How is this true in the case of the Respect for Marriage Act? Certainly, exempting religious objectors normalizes the principle that religious liberty is more important than equality, thus solidifying the tiering of constitutional rights that I previously wrote about for The Nation. But of even greater concern is the overall conservative framing of the bill. It starts: “No union is more profound than marriage, for it embodies the highest ideals of love, fidelity, devotion, sacrifice, and family.” Really? For a community that has a long history of queering the idea of family, kinship, love, and care? This language harkens back to Justice Anthony Kennedy’s bromide in the Obergefell case: “Marriage responds to the universal fear that a lonely person might call out only to find no one there. It offers the hope of companionship and understanding and assurance that while both still live there will be someone to care for the other.” Senator Chuck Schumer couldn’t help himself either, tearfully stepping up to a microphone immediately after the Senate voted on the bill to declare that prophylactically shoring up the marriages of same-sex couples was “personal to me…. my daughter and her wife will be welcoming their first child…in a few months…. That child will now grow up in a world that will honor their mothers’ marriage and give it the dignity it deserves.” Fifty years after the Stonewall riot, marriage has become the normalizing container for LGBTQ equality, freedom, dignity, and security.

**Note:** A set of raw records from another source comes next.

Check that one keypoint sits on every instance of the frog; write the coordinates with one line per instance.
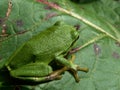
(31, 61)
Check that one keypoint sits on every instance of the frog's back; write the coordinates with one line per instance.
(44, 46)
(51, 41)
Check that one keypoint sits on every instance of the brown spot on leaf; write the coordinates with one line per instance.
(97, 49)
(116, 55)
(117, 43)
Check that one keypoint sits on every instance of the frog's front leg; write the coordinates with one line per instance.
(69, 65)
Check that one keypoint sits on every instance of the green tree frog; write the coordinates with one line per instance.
(31, 61)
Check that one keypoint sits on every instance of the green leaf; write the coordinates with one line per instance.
(99, 42)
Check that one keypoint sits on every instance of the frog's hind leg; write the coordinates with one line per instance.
(75, 72)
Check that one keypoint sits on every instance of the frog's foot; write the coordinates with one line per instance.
(75, 68)
(56, 75)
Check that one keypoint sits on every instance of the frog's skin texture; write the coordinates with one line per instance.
(31, 60)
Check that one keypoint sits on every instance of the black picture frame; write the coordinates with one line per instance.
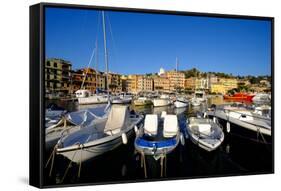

Winning the right for same-sex couples to wed has come at a very high price: signing up for a vision of the family, commitment, love, and care that domesticates our needs and desires into the traditional nuclear family, a version of family and responsibility that is anathema to the radical queer politics that sustained us before, throughout, and after the AIDS epidemic. Not coincidentally, it furthers a neoliberal vision of a state that bears no responsibility for supporting the welfare of its citizens.
While it is refreshing to see a bipartisan supermajority of senators act in a way that isn’t explicitly and toxically homo- or transphobic, it is worth noting that the Respect for Marriage Act is the least queer gay rights victory in history. In this respect, it marks the zenith in the evolution of the LGBTQ rights movement from a radical fight for sexual liberation into an unadventurous campaign to protect the right to marry, leaving out in the cold the rest of us who are unmarried, single parents, in queer families, or otherwise living outside the nuclear family as a political choice or legal necessity.